Yes, I want to know where the OP sender was. To check if I found it, I
unplugged it, thinking the fuel pump would not engage. I guess that's
not the case.
I was told that the OP sender disabled the fuel pump in case of an
accident so that if you wrecked the car, the fuel pump wouldn't keep
spewing gas all over the road.
Steve - 12 Oct 2006 21:24 GMT
> If you
>
[quoted text clipped - 8 lines]
> accident so that if you wrecked the car, the fuel pump wouldn't keep
> spewing gas all over the road.
I don't think carmakers have used the oil pressure switch for that
purpose for many years. Since the switch to full computer control of the
engine, its much quicker and more fool-proof to shut down the fuel pump
when the ECM stops seeing crank sensor pulses.
Comboverfish - 13 Oct 2006 13:55 GMT
> Yes, I want to know where the OP sender was. To check if I found it, I
> unplugged it, thinking the fuel pump would not engage.

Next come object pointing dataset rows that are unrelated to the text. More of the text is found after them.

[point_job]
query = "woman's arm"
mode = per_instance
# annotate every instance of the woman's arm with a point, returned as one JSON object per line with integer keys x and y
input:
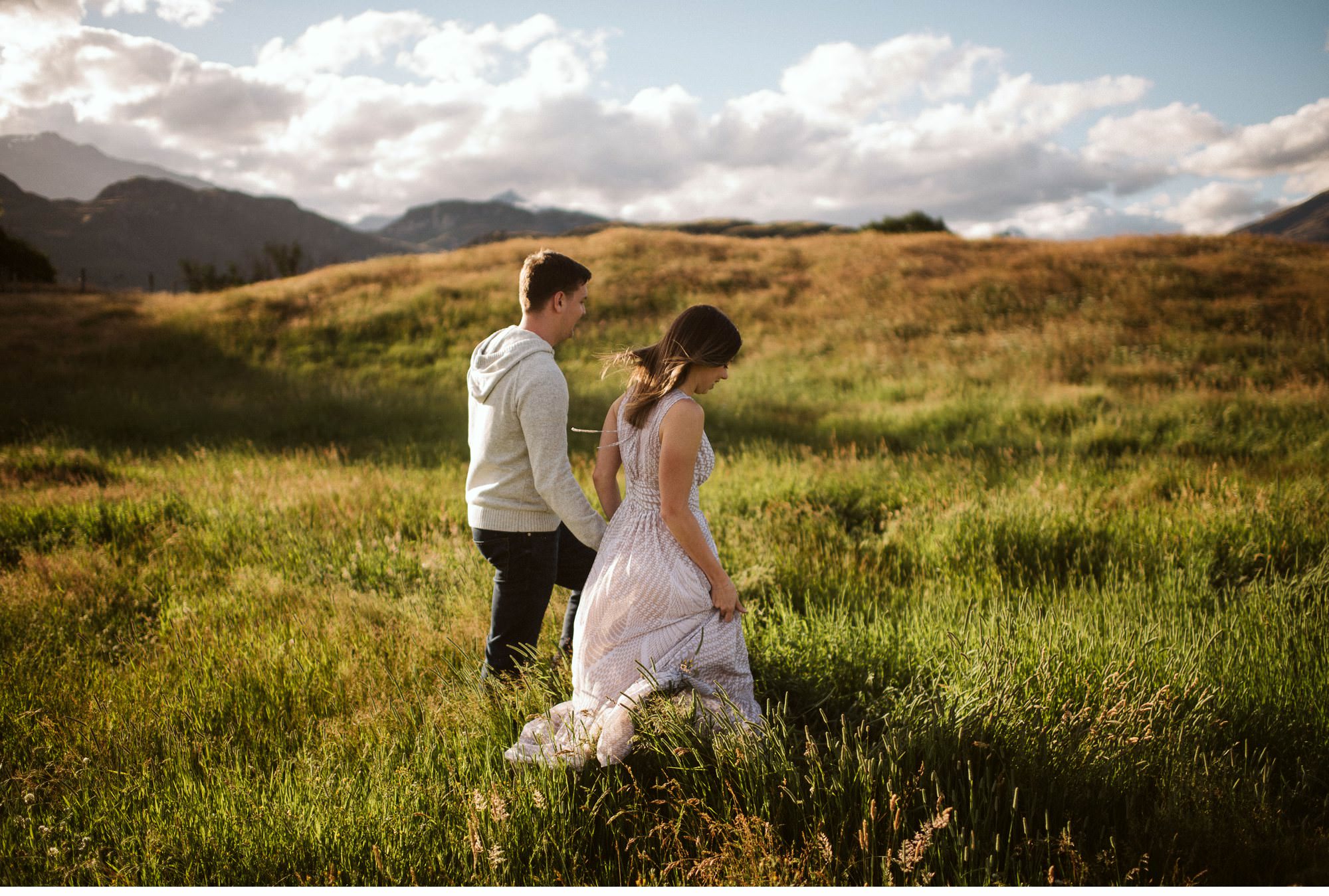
{"x": 681, "y": 440}
{"x": 608, "y": 460}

I guess that's
> not the case.
I see.
> I was told that the OP sender disabled the fuel pump in case of an
> accident so that if you wrecked the car, the fuel pump wouldn't keep
> spewing gas all over the road.
GM has held on to this dual purpose OP sender design for decades now.
I guess they are concerned the fuel pump relay will fail, and the cost
to incorporate the sender/switch as a failsafe is virtually nil. It is
not a safety shutoff measure, rather a FP relay failure measure.